Post by Stefan MonnierPost by Colin FraizerIn 2009, Tomohiro Matsuyama sent a message to this list with a patch
to add lookahead/lookbehind assertions to Emacs regular expressions
(regexps). Is there any plan to incorporate this useful feature into
an official release?
[IMHO, it is incredibly useful. The only responses to Matsuyama-san's
message were positive.]
I'd like to replace the current regexp engine with one that does not
suffer from exponential blowup (i.e. using "Thompson's NFA").

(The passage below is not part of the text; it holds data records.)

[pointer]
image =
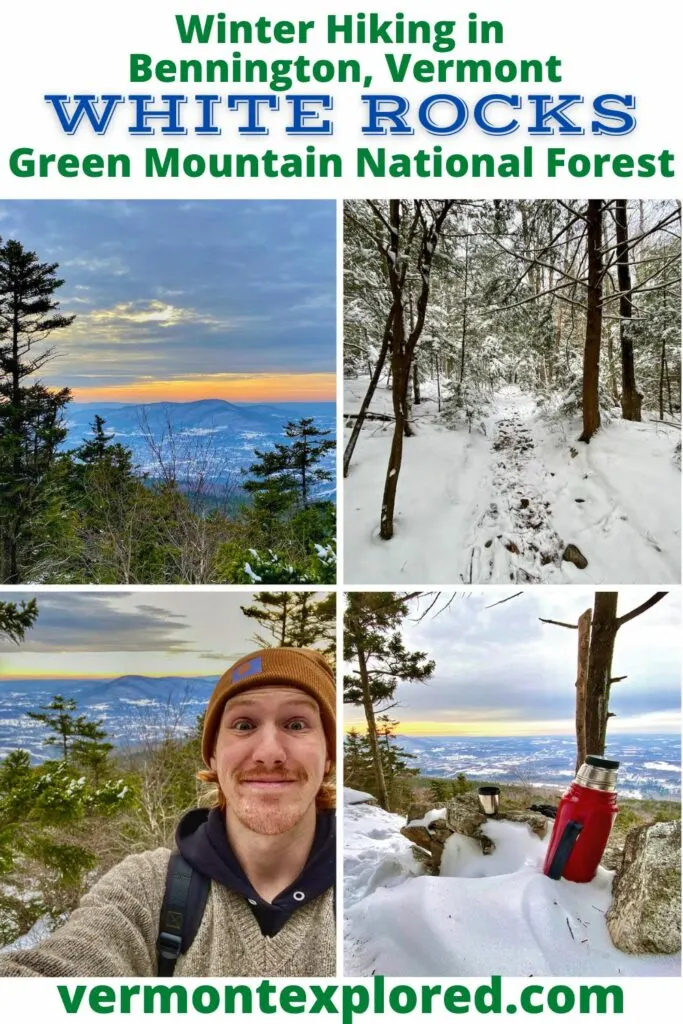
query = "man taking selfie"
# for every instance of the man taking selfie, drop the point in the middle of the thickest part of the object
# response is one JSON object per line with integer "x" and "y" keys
{"x": 250, "y": 891}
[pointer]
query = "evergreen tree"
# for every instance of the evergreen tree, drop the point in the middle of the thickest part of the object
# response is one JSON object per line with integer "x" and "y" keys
{"x": 285, "y": 474}
{"x": 31, "y": 416}
{"x": 271, "y": 611}
{"x": 359, "y": 769}
{"x": 375, "y": 647}
{"x": 294, "y": 620}
{"x": 79, "y": 739}
{"x": 16, "y": 619}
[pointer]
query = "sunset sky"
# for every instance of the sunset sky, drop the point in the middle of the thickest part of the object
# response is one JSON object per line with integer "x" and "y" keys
{"x": 97, "y": 634}
{"x": 184, "y": 300}
{"x": 502, "y": 672}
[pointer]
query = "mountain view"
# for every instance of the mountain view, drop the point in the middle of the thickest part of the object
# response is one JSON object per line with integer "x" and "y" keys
{"x": 130, "y": 708}
{"x": 222, "y": 434}
{"x": 649, "y": 765}
{"x": 167, "y": 392}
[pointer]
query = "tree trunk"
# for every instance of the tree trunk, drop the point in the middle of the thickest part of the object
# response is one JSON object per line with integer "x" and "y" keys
{"x": 438, "y": 386}
{"x": 464, "y": 330}
{"x": 416, "y": 385}
{"x": 402, "y": 347}
{"x": 582, "y": 681}
{"x": 395, "y": 457}
{"x": 372, "y": 387}
{"x": 591, "y": 388}
{"x": 631, "y": 399}
{"x": 603, "y": 635}
{"x": 663, "y": 360}
{"x": 382, "y": 793}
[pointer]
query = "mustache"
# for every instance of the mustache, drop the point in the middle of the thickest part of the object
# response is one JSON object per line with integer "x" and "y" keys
{"x": 298, "y": 774}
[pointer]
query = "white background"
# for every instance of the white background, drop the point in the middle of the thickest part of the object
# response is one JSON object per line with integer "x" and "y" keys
{"x": 78, "y": 46}
{"x": 75, "y": 46}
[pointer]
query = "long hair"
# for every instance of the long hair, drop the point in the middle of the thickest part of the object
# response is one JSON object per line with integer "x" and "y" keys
{"x": 326, "y": 799}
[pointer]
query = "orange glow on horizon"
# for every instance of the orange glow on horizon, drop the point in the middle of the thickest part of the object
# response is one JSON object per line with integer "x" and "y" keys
{"x": 39, "y": 677}
{"x": 472, "y": 728}
{"x": 229, "y": 387}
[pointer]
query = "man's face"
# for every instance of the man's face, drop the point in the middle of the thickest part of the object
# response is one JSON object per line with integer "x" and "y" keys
{"x": 270, "y": 757}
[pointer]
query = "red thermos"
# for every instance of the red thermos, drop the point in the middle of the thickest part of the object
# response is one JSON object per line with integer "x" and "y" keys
{"x": 584, "y": 821}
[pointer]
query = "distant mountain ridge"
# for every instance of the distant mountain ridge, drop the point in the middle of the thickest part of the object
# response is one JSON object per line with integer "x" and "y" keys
{"x": 130, "y": 707}
{"x": 650, "y": 764}
{"x": 222, "y": 435}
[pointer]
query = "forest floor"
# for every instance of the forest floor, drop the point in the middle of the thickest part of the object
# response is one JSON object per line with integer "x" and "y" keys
{"x": 481, "y": 916}
{"x": 502, "y": 503}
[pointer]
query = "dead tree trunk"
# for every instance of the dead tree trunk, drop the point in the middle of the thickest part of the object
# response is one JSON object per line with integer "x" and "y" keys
{"x": 603, "y": 635}
{"x": 604, "y": 628}
{"x": 382, "y": 792}
{"x": 582, "y": 682}
{"x": 591, "y": 388}
{"x": 372, "y": 387}
{"x": 597, "y": 635}
{"x": 631, "y": 399}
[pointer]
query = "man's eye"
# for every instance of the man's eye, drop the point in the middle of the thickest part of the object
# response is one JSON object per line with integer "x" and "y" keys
{"x": 243, "y": 726}
{"x": 297, "y": 724}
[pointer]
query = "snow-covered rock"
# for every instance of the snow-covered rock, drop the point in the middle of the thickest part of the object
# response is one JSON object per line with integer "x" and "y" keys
{"x": 493, "y": 914}
{"x": 356, "y": 797}
{"x": 645, "y": 913}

Every feature added to the current regexp engine will make it more
difficult to switch, so I'm not too thrilled at the idea of adding
lookaround operators.
OTOH, noone has submitted code to replace the current regexp engine, and
I don't forsee I'll have the time to write it myself, so maybe I should
just give up on this plan.
Implementing a fully general NFA-based regular expression matching
engine that support submatches is hard. The only two useful
implementations of which I'm aware are RE2 and Ville Laurikari's TRE,
both of which are two-clause BSD licensed. Laurikari wrote his thesis
[2] on the latter. TRE is the better of the two libraries, IMHO,
because it's single-pass and can work over arbitrary kinds of input
stream (like characters in a gap buffer). TRE's approximate matching
support is occasionally useful as well.
That said, I'd actually prefer to head in the other direction and
allow users to express arbitrarily rich grammars using an extended rx
syntax. The idea is basically to support parser combinator grammars,
which can be efficiently matched using a scannerless GRL parser, which
is O(N^3) time, or a memozing and backtracking "packrat" parser, which
is O(N) time and O(n) space. The end result would look a bit like Perl
6's rules.
I have some ultra-preliminary work at
https://github.com/dcolascione/jezebel.
Basically, instead of matching regular expressions more efficiently,
we should add support for efficient parsing using
declaratively-constructed grammars, of which regular expressions are
simply a special case. Such support would be incredibly useful for
processing languages like Perl and C++.
[1] http://laurikari.net/tre/about/
[2] http://laurikari.net/ville/regex-submatch.pdf